Our co-training scheme for detection and privacy. (First row) Given an image \(x\) and the ground truth bounding boxes \(Y\), the encoder-decoder obfuscator is trained using the loss function of the TaskNet (whose weights are frozen) calculated between \(Y\) and a subset (\(\tilde{Y}^{SEL}\)) of the proposals produced by the TaskNet on obfuscated images \(\tilde{x}\). (Second row) An example of the proposal selection procedure applied on a perception acquired by our Giraff-X robot. (a) The GT bounding boxes \(g_A\) and \(g_B\) (in black) and some proposals from the TaskNet's dense set (in orange). Note that, for visualization purposes, we depict only a few proposals among the thousands produced by the TaskNet, many of which overlap and have low confidence and IoU. (b) Positive proposals matched with \(g_A\) (in green) and \(g_B\) (in dashed green); the selected proposals are marked with a \(\checkmark\). (c) Negative proposals associated with \(g_A\) (in red) and \(g_B\) (in dashed red) with \(\bar{\rho} = 0.5\). (d) The final \(\tilde{Y}^{\text{SEL}}\) when \(p=n=1\).

Experiments

We conduct an extensive experimental campaign to validate our approach using publicly available datasets for object detection. We train the TaskNet (a Faster R-CNN) and the encoder-decoder obfuscator using COCO. Then, we perform tasting using COCO and Pascal VOC to show that out approach is effective also in out-of-distribution settings. For the evaluation, we consider the tasks of people and vehicle detection, two scenarios with strong privacy-preservation requirements. Additionally, we test our approach with data from our real robot (a GIRAFF-X) navigating in our laboratory.

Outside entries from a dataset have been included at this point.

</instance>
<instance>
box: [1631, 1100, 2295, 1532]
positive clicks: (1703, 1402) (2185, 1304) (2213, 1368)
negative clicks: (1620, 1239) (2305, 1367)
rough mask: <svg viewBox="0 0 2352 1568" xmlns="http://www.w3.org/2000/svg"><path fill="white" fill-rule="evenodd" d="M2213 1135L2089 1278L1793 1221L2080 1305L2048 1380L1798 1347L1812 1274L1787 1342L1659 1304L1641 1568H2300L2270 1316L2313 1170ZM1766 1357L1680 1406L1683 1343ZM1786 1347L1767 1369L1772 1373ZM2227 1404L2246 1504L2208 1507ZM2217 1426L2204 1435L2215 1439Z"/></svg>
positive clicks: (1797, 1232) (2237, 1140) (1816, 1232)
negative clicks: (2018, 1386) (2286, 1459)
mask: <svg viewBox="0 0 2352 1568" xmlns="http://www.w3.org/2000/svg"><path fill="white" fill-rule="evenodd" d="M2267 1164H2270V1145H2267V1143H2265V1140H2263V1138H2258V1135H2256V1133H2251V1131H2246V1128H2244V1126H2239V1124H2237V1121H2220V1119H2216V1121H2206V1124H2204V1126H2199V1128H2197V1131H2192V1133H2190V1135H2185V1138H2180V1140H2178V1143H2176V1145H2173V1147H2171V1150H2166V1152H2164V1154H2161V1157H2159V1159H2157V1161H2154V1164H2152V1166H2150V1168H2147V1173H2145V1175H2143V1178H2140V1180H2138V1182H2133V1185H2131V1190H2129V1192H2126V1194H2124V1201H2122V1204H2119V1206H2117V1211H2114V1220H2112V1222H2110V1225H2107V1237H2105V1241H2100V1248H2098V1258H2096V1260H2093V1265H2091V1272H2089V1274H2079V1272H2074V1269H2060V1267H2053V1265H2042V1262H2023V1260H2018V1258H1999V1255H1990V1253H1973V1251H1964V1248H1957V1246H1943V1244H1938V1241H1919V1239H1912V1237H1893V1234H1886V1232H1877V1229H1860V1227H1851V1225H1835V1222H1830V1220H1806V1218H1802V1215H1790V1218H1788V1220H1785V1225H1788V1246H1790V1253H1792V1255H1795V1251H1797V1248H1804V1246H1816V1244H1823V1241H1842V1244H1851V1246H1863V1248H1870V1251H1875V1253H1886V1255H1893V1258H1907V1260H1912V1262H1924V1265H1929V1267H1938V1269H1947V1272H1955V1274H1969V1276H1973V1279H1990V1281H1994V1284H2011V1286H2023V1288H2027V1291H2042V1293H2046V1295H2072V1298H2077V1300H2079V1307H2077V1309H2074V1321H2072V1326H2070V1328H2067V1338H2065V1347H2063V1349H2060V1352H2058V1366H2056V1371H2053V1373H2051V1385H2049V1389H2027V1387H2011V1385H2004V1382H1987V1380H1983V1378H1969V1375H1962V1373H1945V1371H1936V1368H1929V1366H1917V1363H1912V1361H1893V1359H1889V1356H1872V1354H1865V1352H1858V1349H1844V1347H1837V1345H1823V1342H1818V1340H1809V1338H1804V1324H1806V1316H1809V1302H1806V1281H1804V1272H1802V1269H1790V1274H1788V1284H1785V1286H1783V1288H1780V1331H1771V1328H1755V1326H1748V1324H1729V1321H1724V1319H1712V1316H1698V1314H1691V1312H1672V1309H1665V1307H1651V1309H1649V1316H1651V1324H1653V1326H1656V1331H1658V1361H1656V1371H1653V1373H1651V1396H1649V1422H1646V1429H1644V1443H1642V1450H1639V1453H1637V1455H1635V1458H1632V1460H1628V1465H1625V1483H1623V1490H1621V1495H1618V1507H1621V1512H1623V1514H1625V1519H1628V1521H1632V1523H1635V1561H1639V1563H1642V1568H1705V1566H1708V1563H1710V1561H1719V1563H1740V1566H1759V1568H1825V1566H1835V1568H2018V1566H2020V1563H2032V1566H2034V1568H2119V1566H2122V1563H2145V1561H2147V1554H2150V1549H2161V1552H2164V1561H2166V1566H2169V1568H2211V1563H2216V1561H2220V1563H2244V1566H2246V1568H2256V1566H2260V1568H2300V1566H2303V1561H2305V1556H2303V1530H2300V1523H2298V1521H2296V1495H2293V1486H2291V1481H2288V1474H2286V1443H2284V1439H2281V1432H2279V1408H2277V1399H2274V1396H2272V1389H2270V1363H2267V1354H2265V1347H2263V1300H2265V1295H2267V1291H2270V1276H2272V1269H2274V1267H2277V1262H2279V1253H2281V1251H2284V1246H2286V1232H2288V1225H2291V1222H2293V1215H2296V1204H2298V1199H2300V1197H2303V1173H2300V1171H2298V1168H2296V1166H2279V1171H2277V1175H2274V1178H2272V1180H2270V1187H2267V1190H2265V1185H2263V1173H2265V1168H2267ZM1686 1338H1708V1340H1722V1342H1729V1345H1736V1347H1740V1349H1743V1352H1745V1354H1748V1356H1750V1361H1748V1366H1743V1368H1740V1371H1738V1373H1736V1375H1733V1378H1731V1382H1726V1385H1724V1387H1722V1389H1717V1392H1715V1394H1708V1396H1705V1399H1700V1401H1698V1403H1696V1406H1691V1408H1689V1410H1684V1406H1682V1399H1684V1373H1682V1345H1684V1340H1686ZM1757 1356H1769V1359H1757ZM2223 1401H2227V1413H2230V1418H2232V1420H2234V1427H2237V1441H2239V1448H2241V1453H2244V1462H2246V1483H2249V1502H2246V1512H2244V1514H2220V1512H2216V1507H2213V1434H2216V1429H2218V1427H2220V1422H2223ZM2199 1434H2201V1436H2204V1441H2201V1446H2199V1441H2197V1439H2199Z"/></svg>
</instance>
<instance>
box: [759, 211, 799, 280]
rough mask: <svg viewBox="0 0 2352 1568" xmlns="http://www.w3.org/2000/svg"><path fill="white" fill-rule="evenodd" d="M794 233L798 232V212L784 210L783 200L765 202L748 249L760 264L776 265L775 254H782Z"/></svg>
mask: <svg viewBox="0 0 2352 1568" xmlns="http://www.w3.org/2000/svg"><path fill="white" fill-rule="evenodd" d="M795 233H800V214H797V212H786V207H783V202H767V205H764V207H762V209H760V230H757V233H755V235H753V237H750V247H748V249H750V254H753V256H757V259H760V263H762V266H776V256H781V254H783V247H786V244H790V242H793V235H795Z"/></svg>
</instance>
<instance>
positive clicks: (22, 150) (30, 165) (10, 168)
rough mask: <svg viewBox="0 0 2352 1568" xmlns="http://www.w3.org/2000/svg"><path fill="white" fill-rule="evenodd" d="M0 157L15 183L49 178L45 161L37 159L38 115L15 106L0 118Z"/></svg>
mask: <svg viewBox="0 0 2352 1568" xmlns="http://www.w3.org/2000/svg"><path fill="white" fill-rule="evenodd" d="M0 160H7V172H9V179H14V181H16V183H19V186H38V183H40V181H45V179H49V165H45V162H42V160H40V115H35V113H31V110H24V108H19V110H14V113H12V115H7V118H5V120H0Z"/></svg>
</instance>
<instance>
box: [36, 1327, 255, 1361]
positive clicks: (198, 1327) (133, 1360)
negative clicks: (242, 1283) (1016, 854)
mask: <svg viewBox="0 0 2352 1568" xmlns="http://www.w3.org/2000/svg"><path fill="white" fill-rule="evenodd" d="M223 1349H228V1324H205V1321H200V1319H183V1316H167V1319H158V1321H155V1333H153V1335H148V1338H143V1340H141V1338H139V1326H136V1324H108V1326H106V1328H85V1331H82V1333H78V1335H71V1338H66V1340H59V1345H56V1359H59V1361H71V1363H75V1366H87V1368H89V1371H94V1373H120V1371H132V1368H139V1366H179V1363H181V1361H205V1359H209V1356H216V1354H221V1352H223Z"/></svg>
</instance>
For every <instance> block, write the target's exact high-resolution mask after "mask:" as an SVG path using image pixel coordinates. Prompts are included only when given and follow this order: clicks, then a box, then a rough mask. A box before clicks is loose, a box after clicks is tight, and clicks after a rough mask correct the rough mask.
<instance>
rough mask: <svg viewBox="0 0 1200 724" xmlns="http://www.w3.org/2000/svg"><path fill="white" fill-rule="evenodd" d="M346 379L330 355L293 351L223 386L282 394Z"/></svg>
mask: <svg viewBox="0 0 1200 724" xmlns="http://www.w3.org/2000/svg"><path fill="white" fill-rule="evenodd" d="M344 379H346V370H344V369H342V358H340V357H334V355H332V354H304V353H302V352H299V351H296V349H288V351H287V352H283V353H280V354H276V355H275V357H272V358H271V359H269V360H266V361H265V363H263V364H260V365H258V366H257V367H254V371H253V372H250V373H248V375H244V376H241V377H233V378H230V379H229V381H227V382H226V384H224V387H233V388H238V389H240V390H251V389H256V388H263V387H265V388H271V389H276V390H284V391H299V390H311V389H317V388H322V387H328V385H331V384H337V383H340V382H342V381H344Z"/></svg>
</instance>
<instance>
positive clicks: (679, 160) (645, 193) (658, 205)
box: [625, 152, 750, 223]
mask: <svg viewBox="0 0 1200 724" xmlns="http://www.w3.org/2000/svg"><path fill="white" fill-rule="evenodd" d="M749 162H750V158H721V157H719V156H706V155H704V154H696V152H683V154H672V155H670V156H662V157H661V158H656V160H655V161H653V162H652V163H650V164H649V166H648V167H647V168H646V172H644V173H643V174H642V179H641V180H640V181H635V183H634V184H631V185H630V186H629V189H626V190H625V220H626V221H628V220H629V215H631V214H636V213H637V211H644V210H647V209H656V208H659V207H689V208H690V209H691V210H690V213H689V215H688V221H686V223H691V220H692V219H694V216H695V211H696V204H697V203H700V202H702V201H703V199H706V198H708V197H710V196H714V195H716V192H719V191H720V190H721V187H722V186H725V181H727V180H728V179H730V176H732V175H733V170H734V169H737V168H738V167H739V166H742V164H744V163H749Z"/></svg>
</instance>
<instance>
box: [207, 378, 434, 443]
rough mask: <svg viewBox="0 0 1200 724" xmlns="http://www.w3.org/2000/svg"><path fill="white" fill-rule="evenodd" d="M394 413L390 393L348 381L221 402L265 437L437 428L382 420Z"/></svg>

People Detection - Examples of our method applied on out-of-distribution examples from Pascal VOC 2012. (Left) Obfuscated images and their reconstructions by the attacker. (Right) Plain images and TaskNet detections for reference. The red bounding boxes are the TaskNet's detections with \(\sigma(y), \sigma(\tilde{y}) \geq 0.75\) and filtered by Non-Maximum Suppression (NMS) with IoU threshold of 0.5.

Vehicle Detection - Examples of our method applied on out-of-distribution examples from Pascal VOC 2012. (Top) Obfuscated images and their reconstructions by the attacker. (Bottom) Plain images and TaskNet detections for reference. The red bounding boxes are the TaskNet's detections with \(\sigma(y), \sigma(\tilde{y}) \geq 0.75\) and filtered by Non-Maximum Suppression (NMS) with IoU threshold of 0.5.

Data from a real robot performing People Detection - Examples of our method applied on out-of-distribution data from our real robot. (Left) Obfuscated images and their reconstructions by the attacker. (Right) Plain images and TaskNet detections for reference. The red bounding boxes are the TaskNet's detections with \(\sigma(y), \sigma(\tilde{y}) \geq 0.75\) and filtered by Non-Maximum Suppression (NMS) with IoU threshold of 0.5.